Descartes believed the pineal gland was the seat of the soul, and doctors later thought it was man’s third or inner eye. The pineal (from the Latin word for pine cone, which it resembles in shape) is a small gland attached to the midbrain.
Doctors, while not certain of what function the organ really performs, have known for years that schizophrenic patients improved after injections of an extract from the pineal glands of cattle. Trouble was that after a few days the patients stopped responding to the treatment and soon relapsed into their former state. Harvard University’s Dr. Mark D. Altschule guessed that this was because of big beef protein molecules in the extract. He set himself the job of isolating the potent fraction in the pineal glands from this kind of protein.
Last week Dr. Altschule reported in the New England Journal of Medicine that he had succeeded. By a complex series of separation processes ending with centrifugation at 40,000 r.p.m. for 75 minutes, he got a protein-free pineal extract. When he gave it in daily injections to schizophrenics, their symptoms became less severe and their body chemistry, usually marked by a defect in sugar metabolism, edged back toward normal. After injections were stopped, the biochemical improvement lasted about a week, and the mental improvement about ten days longer. On repeated courses of injections, the patients got better and better. Says Dr. Altschule: “We have not yet reached the plateau at which improvement has leveled off.”

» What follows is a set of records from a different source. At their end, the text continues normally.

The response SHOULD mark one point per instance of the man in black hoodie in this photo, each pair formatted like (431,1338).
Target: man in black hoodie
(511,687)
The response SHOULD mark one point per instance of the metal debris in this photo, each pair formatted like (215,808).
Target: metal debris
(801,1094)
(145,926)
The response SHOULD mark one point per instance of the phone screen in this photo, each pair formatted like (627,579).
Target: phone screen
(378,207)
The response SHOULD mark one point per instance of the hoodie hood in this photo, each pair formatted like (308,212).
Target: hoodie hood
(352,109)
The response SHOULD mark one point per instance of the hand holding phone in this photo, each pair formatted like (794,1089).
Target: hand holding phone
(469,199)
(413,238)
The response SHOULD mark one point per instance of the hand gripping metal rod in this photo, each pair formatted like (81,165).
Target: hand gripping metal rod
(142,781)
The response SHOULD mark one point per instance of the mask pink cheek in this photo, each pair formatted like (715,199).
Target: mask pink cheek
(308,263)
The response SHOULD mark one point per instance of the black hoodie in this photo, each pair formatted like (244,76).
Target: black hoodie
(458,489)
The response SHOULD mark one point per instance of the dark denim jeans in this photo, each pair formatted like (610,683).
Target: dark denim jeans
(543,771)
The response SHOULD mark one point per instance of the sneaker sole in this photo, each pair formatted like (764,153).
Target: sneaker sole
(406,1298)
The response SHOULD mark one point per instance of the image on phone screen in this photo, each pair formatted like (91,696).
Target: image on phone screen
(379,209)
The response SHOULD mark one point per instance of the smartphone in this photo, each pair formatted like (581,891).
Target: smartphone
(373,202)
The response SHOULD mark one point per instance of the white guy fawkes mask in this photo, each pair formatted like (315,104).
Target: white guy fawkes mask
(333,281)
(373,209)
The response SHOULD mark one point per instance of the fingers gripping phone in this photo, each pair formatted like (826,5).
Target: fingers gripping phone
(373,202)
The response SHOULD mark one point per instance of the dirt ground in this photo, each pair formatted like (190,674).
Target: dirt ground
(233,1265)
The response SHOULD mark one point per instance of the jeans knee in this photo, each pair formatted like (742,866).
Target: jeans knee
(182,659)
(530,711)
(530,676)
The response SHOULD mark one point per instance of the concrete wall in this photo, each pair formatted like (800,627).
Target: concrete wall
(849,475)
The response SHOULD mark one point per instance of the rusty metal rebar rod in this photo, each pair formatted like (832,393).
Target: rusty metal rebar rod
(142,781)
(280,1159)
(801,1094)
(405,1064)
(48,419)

Main difficulty is that it takes the pineal glands of 15 steers to make one day’s dose for one patient. With only small quantities available so far, Dr. Altschule estimates that it will take at least two years to get a firm verdict on the extract’s value. Meanwhile, he is testing a preparation from the same substance to be taken by mouth, and chemists are hoping to synthesize it. Exactly why any substance from the pineal gland should have this effect is just as mysterious as oldtime speculation about the clairvoyant third eye.